Capa do Livro: Francisco Aurélio Ribeiro, ilustração de Attílio Colnago

Em seu livro de estreia, Interiores, FCAA, 1984, Paulo Roberto Sodré (1962) revela em poemas neo-simbolistas, "impressionistas do momento do clic", todo um erotismo latente que se transforma em "escritura da paixão", inscrição do corpo e do desejo homoerótico transformado em criação literária e poética.

Os poemas do seu primeiro livro chamam a atenção do leitor e/ou do crítico pela extrema elaboração formal, pela capacidade "imagista", a busca da modernidade, através da criação de neologismos, aglutinação de palavras, versificação, justaposição, experiências concretistas e criação de haicais.(24)

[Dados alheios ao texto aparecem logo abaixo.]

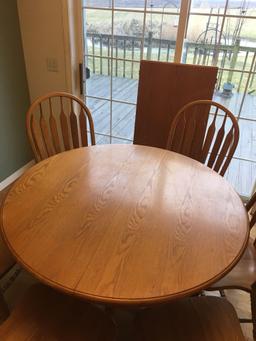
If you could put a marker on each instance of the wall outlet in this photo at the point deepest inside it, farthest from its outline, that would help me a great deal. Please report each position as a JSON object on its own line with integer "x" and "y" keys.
{"x": 52, "y": 64}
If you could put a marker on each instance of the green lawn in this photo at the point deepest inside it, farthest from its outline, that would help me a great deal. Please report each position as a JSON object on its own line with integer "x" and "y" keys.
{"x": 127, "y": 23}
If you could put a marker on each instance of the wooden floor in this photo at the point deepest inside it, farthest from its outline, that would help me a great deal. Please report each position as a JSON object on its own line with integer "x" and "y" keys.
{"x": 242, "y": 174}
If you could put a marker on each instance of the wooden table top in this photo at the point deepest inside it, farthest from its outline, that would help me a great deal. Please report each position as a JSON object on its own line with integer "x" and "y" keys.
{"x": 124, "y": 223}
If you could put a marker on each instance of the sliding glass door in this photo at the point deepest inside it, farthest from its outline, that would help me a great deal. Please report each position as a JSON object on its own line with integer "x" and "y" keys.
{"x": 119, "y": 33}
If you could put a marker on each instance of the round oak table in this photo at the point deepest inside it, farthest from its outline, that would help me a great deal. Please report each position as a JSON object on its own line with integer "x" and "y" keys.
{"x": 124, "y": 224}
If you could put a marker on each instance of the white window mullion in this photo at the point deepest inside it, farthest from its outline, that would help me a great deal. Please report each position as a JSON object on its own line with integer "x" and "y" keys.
{"x": 182, "y": 26}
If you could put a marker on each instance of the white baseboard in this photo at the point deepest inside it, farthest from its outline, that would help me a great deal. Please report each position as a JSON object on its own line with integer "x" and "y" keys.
{"x": 16, "y": 175}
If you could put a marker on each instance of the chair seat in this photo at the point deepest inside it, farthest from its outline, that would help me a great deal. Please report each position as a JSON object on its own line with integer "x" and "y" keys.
{"x": 243, "y": 275}
{"x": 194, "y": 319}
{"x": 45, "y": 314}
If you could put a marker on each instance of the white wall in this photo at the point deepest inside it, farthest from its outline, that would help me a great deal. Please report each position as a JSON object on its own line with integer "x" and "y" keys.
{"x": 45, "y": 34}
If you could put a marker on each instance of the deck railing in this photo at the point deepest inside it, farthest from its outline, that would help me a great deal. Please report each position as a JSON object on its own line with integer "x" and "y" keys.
{"x": 128, "y": 50}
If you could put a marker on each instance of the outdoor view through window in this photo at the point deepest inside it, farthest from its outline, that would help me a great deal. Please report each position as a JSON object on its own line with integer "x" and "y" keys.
{"x": 119, "y": 33}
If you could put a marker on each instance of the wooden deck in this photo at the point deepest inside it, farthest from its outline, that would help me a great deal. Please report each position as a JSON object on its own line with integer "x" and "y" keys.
{"x": 242, "y": 174}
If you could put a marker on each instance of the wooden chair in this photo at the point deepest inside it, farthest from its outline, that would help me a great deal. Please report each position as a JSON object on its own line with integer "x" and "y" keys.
{"x": 205, "y": 318}
{"x": 50, "y": 130}
{"x": 243, "y": 275}
{"x": 198, "y": 131}
{"x": 45, "y": 314}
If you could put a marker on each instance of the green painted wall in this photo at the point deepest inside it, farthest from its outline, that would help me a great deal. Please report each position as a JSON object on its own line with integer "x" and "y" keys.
{"x": 14, "y": 97}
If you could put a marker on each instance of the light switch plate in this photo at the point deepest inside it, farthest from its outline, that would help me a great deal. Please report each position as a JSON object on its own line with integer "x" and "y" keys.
{"x": 52, "y": 64}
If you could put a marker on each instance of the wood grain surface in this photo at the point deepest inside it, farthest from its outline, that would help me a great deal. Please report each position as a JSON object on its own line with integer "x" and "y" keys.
{"x": 124, "y": 223}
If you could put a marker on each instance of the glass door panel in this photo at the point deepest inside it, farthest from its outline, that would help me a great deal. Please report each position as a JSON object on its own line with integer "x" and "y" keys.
{"x": 117, "y": 35}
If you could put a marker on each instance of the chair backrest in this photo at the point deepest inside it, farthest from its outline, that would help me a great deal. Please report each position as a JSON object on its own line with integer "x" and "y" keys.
{"x": 164, "y": 88}
{"x": 50, "y": 130}
{"x": 216, "y": 146}
{"x": 251, "y": 207}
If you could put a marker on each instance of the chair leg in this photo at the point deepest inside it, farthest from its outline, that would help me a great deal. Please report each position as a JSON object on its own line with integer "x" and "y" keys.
{"x": 253, "y": 309}
{"x": 4, "y": 310}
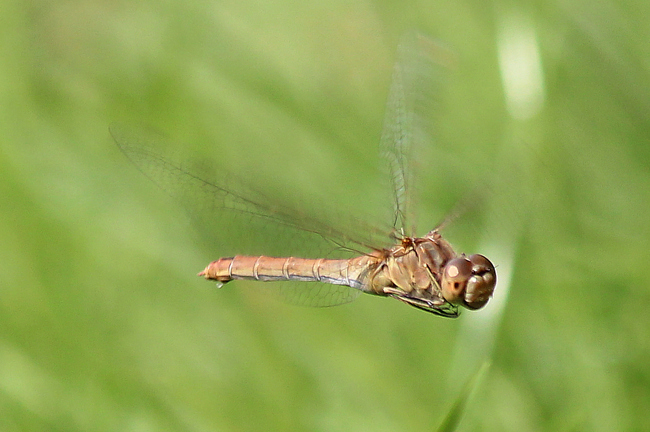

Insisto na afirmação, no entanto, de que o poeta "infante" que estava em “Germinação" (p.19), construindo sua "Poética" (p.20) e percorrendo "Estradas" (p.21) era o mesmo que desabrocharia maduro na manifestação do homoerotismo em obras posteriores e que se prenuncia em poemas como "Minutos", dedicado a Oscar Gama Filho:

 

"Não há encontro, encanto,

em que na insistência em seu rosto

meu olho não queira deitar.

 

Momento não há, acalanto,

quando em sua mão solta esguia

meu desejo não queira caminhar.

 

Não há segundo não há, quebranto,

que em pensamento na sua boca

meu sonho infante não queira repousar" (p.28)

 

Em "Embriaguez" (p.31), Paulo Roberto Sodré evidencia o que Octavio Paz nos afirma:

"...sexo, erotismo e amor são aspectos do mesmo fenômeno, manifestações do que chamamos vida. O mais antigo dos três, o mais amplo e básico, é o sexo. É a parte primordial. O erotismo e o amor são formas derivadas do instinto sexual: cristalizações, sublimações, perversões e condensações que transformam a sexualidade e a tornam, muitas vezes, incognoscível. Como no caso dos círculos concretistas, o sexo é o centro e o pivô dessa geometria passional".(25)

 

Sexo, amor e erotismo é o que podemos ler nos seguintes versos que abrem e fecham o poema citado:

 

"Cálices de peles seu corpo encerra

perfumadas em desejos de campo e mato

rompem do cio que a mão em afã enerva(...)

 

Entornam vermutes-afagos e licores-falos

amortecendo tremores-sensualidades fortes

num orgasmar profundo de homens magos". (p.31)

 

O mesmo se pode verificar nos poemas "Êxtases" (p.34), "Quedanças" (p.39) ou no poema escolhido para a contracapa:

 

"Cada palavra deitada no ventre

do branco que meu ser-me espelha

arranja entre tons e imagens

as dissonâncias de instantes ferventes"

 

Sem o tom de culpa, de militância ou panfletarismo de Valdo Motta, ou a angústia existencial de Amylton de Almeida e a solidão narcísica de Sergio Blank, Paulo Roberto Sodré realiza, desde a sua primeira obra, a melhor produção literária homoerótica do Espírito Santo, em que inscreve-se e escreve-se, na e com a paixão.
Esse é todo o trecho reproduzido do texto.